We hope to highlight that there is a ladder that you can go up, moving from the project level to higher and higher scales. We want to suggest: what it would be like if we went all the way up, if we began saying: what about the whole society? What if we actually built from the very best we know, refined it, built it up in scale, moved it up step by step. This would begin to sketch out the picture of one way of looking at the next system. That’s one kind of thing we’re hoping to do.

We’re also helping set up teach-ins across the country at college campus where the same set of questions will be posed to large numbers of folks. During the 1960s teach-ins were an explosive way in which big ideas were debated on campus. We think the time may be right to do something similar.

A third area, and a really important one, is research. My Co-Chair, Gus Speth—one of the nation’s leading environmentalists—is overseeing much of this. How do you actually do things at larger scales, like a new banking system? What would it mean to get really serious about larger scale environmental controls that went beyond the regulatory process? What can we learn from other countries, and what can we apply here? What about economic growth? We may be coming up against the limits of growth. That poses major problems for any society. These are some of the big issues. So we are doing research on that and starting debates among activists, scholars, writers so we get new ideas on the table that people can grapple with.

There are a lot of things on our plate. We can’t do it all by ourselves—our hope is, and we are beginning to see this, that lots more people want to get in and roll up their sleeves. We are hoping that many of the folks at SOCAP will want to pick it up as well.

* Can you give an example of what is inspiring you in your work right now? What is giving you hope?

I think the thing that has struck me is the pace at which change is occurring and amongst large numbers of people, not just younger people but older people, too. It’s a very specific thing. We’ve had a lot of people say, gosh, everything is going to hell in a handbag: the environment, climate change, global warming, race issues. That’s negative awareness. What is inspiring to me is how many people are now saying, enough of the negative; things are going to change but only if we get going. And I’ve been running into this new attitude not only among activists of many communities, but also among people who have been deeply involved in SOCAP. The same idea, working both at the local level and nationally to start changing the system, instead of just saying things are terrible over and over again. There’s an awareness not only that we can experiment, but that we can move our awareness to a different level. We have the possibility of laying the groundwork for historical change, really changing something big. I’ve been picking this up, a sense of the importance of the moment among more and more people. It is very inspiring.
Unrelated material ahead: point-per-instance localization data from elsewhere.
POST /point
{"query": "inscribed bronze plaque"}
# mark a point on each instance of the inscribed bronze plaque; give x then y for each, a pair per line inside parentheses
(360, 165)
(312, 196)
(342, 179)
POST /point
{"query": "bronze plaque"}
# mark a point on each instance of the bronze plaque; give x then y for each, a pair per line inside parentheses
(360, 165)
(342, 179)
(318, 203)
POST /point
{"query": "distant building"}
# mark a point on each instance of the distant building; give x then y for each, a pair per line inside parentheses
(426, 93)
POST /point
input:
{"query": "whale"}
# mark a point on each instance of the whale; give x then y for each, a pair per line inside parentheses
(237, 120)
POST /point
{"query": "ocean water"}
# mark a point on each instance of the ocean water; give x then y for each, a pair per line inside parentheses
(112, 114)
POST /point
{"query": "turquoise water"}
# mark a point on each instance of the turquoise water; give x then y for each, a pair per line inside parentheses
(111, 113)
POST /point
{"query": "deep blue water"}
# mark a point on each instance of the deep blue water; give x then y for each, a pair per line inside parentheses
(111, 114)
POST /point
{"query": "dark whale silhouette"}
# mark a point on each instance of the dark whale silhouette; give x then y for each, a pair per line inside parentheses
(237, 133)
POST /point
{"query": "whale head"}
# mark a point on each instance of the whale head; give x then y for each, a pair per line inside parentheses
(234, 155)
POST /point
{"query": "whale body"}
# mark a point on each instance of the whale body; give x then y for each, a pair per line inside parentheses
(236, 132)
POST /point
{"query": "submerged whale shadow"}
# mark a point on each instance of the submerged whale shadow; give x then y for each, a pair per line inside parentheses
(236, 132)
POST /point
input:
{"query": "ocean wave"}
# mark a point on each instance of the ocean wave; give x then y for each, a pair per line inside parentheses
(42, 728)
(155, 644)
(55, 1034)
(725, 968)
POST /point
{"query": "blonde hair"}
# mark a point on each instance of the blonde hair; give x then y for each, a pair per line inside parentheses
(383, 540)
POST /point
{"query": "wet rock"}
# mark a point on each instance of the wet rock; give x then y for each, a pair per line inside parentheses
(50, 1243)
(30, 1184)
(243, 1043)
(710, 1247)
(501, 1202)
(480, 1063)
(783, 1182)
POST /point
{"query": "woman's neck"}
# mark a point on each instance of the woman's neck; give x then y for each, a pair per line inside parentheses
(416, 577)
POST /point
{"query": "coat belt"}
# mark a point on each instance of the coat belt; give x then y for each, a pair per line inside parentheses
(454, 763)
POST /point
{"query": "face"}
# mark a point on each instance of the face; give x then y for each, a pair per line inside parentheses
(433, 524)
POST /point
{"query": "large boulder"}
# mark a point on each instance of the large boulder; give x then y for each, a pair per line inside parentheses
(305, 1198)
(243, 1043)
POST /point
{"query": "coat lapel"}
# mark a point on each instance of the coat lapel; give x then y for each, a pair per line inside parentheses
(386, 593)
If you look back at the early history: of what I sometimes call the prehistory of the feminist movement, the prehistory of the Civil Rights Movement, the prehistory of the environmental movement, what you find in the time before a movement knows itself as a movement is a moment when people were doing little projects and doing good things on their own and something clicked. And they began to see, “we’re actually building a movement that has power.” We’re not quite there yet with the Next System but I sense more and more people are coming to realize that the way forward is to build up from all the things we are already doing and take ourselves very seriously about laying groundwork for something far more far-reaching. I think we’re on the cusp of that. And what’s exciting is that SOCAP is highlighting some of that this year in a way that I think will be very important.”